In June 2018, Fraunhofer HHI together with Studio Babelsberg, ARRI, UFA, and Interlake founded the joint venture Volucap GmbH and opened a commercial volumetric video studio on the film campus of Potsdam Babelsberg. After a testing phase, commercial productions started in November 2018. The core technology for volumetric video production is 3D Human Body Reconstruction (3DHBR), developed by Fraunhofer HHI. This technology captures real persons with our novel volumetric capture system and creates naturally moving dynamic 3D models, which can then be observed from arbitrary viewpoints in a virtual or augmented environment. Thanks to a large number of test productions and new requirements from customers, several lessons have been learnt during the first year of commercial activity. The processing workflow for capture and production of volumetric video has been continuously evolved and novel processing modules and modifications in the workflow have been introduced.

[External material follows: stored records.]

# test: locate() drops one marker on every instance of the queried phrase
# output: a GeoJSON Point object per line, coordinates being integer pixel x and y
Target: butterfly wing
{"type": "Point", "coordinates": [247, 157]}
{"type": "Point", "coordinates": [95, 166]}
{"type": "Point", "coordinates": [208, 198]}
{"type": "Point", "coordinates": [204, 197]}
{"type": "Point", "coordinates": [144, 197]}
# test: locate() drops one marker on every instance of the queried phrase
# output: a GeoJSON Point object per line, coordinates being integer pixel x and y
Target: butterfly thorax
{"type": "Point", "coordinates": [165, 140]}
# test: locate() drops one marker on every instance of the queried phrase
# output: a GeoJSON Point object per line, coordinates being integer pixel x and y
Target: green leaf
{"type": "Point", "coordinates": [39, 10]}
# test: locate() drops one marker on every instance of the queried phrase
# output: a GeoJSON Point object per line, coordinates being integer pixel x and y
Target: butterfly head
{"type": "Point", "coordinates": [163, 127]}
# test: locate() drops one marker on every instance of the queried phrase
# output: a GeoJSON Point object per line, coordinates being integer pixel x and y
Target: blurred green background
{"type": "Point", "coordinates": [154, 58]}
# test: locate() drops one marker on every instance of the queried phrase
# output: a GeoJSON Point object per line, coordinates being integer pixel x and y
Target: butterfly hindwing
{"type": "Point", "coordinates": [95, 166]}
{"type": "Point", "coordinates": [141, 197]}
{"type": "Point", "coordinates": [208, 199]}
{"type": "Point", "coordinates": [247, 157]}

In this paper, some recent developments of the professional volumetric video production workflow are presented. After an overview description of the capture system and the production workflow, several enhancements of the workflow are presented resulting from the experiences gathered after one year of commercial production.
Capture system overview
The capture system consists of an integrated multi-camera and lighting system for full 360-degree acquisition. A cylindrical studio has been set up with a diameter of 6m and height of 4m. It is equipped with 32 20MPixel cameras arranged in 16 stereo pairs. The system completely relies on a vision-based stereo approach for multiview 3D reconstruction and does not require separate 3D sensors. 220 ARRI SkyPanels are mounted behind a diffusing tissue to allow for arbitrarily lit background and different lighting scenarios. This combination of integrated lighting and background is unique. All other currently existing volumetric video studios rely on green screen and directed light from discrete directions, such as the Mixed Reality Studio by Microsoft and the studio by 8i.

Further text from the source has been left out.